Et une fois (pour Montaigne), la représentation a eu lieu entre les murs du petit théâtre du château. C’est inconfortable, mais on est au plus près de la scène, des acteurs. Et avant que le rideau ne se lève, son architecture fait qu’on se retrouve sur une scène où l’on fait l’objet d’un spectacle, au jeu de Qui est-ce ? Avec beaucoup d’écho répercuté sur un quatrième mur instable, mouvant, furtif.                                    ||

02122025

Rézo | zéro |

|| Soit une image de Zelensky assis sur des toilettes en or, sa tête s’appuyant sur ses mains jointes (entre réflexion et dépit), au milieu des ruines. Et soit ces deux commentaires enfonçant le clou avec une dent dure sur le président ukrainien (avec le peuple aussi, mais on joue les bons Samaritains) :

  • Sotto un certo aspetto gli ucraini si meritano un pagliaccio del genere, valgono lui!
  • Io sono per natura portato a vedere prima le cose buone, sono per principio fiducioso negli esseri umani (sempre meno, però 🙂 )
    Quindi io non ce l’ho col popolo ucraino.
    Siamo noi completamente rivogljoniti dalla propaganda ufficiale, figuriamoci il popolo ucraino dove i giovani scappano via o vengono presi con la forza e mandati a morire al fronte.
    Il popolo ucraino forse merita qualcosa di meglio. Se si riesce a togliere dai cogljoni questo essere schifoso forse l’Ucraina, con l’aiuto dei Russi, potrebbe prendere coscienza e meritare una vita migliore…

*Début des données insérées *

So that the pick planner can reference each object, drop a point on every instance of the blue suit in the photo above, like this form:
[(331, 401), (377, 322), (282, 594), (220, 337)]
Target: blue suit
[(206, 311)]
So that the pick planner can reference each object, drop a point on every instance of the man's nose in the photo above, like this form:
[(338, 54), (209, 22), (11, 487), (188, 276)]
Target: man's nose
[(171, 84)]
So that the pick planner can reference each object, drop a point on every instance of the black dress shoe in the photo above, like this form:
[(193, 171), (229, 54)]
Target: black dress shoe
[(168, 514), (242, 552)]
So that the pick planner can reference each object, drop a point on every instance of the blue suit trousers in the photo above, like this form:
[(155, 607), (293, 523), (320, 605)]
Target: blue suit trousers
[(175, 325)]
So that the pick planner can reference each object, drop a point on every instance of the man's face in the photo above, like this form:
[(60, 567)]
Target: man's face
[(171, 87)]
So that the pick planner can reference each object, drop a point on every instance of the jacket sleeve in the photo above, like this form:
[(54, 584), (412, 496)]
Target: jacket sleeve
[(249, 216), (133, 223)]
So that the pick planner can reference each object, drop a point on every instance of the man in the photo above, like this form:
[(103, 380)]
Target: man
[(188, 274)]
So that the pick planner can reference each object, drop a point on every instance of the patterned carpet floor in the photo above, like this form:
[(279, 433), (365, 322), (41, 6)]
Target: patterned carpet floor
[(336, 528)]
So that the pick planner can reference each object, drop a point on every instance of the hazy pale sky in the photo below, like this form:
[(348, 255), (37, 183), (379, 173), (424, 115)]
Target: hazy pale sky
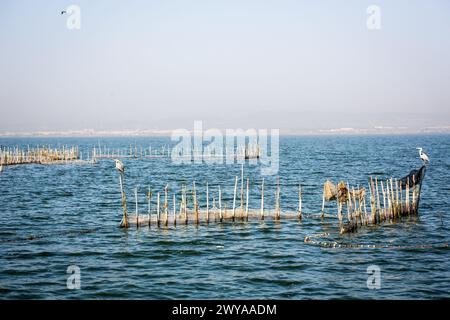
[(161, 64)]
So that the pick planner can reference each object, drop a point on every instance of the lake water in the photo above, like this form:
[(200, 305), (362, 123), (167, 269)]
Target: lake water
[(55, 216)]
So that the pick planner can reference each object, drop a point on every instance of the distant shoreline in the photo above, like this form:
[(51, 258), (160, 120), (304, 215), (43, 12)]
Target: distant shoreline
[(167, 133)]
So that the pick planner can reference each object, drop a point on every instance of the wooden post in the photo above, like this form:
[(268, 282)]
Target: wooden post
[(262, 200), (246, 201), (408, 208), (384, 200), (242, 187), (277, 213), (392, 197), (299, 202), (157, 210), (388, 196), (414, 196), (234, 198), (402, 209), (220, 205), (185, 206), (174, 210), (137, 213), (372, 196), (166, 205), (124, 223), (195, 204), (396, 198), (378, 202), (323, 201), (349, 204), (207, 203), (149, 197)]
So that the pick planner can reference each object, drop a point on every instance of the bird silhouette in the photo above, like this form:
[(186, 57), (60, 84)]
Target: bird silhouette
[(119, 166), (423, 156)]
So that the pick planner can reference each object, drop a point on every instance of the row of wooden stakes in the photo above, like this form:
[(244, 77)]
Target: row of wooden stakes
[(389, 200), (38, 155), (218, 211)]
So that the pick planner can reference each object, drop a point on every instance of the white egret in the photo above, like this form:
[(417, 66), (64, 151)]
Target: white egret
[(119, 166), (423, 156)]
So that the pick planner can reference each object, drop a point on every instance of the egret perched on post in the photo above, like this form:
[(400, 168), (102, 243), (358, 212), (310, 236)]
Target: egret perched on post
[(423, 156), (119, 166)]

J’étais à deux doigts de répondre : « Siamo noi completamente rivogljoniti dalla propaganda ufficiale » — alors imaginez avec les propagandes en tous genres, non officielles, surtout celles des réseaux sociaux infestées par les IA. Et puis, je me suis ravisé.

J’ai pensé qu’il ne fallait pas entrer tête baissée dans le mur de l’autre. Pourquoi, en première instance, suis-je tombé sur cette image, ces commentaires, cette non-discussion ? Pour me faire réagir ? Elle me fait réagir. C’est fait pour ça. Ça, dans le sens de matraquer, sidérer — une explosion en image de synthèse grossière, et deux coups de feu de commentaires vulgaires. On venait, en fait, de donner un grand coup de bélier dans mon mur.

Encaissons, au lieu de répondre du tac au tac d’un coup d’épée dans l’eau. — Même s’il est bien difficile d’avaler la couleuvre de l’aide russe. Même mon bot chat n’est pas dupe : « Dire que l’Ukraine pourrait « prendre conscience » avec « l’aide des Russes » revient à justifier l’invasion russe comme une forme de « thérapie de choc ». »

Ensuite, que faire dans la guerre des images et des mots ? D’abord, s’avouer bien impuissant. Et puis… ? me revient ce mot d’Hannah Arendt (merci mon bot chat) :

« La vérité factuelle, même si elle est toujours contestable, est le fondement de toute politique. Sans elle, nous perdons le sol sous nos pieds. »

Et c’est dommage, que la langue italienne soit prise en otage. Tiens, souvenons-nous aussi d’Umberto Eco, Reconnaître le fascisme :

« L’Ur-Fascismo è ancora intorno a noi, talvolta in abiti civili. Sarebbe così confortevole, per noi, se qualcuno si affacciasse sulla scena del mondo e dicesse: « Voglio riaprire Auschwitz, voglio che le camicie nere sfilino ancora in parata sulle piazze italiane! » Ahimè, la vita non è così facile. L’Ur-Fascismo può ancora tornare sotto le spoglie più innocenti. Il nostro dovere è di smascherarlo e di puntare l’indice su ognuna delle sue nuove forme – ogni giorno, in ogni parte del mondo. Do ancora la parola a Roosevelt: “Oso dire che se la democrazia americana cessasse di progredire come una forza viva, cercando giorno e notte con mezzi pacifici, di migliorare le condizioni dei nostri cittadini, la forza del fascismo crescerà nel nostro paese” (4 novembre 1938). Libertà e liberazione sono un compito che non finisce mai. Che sia questo il nostro motto: “Non dimenticate”. »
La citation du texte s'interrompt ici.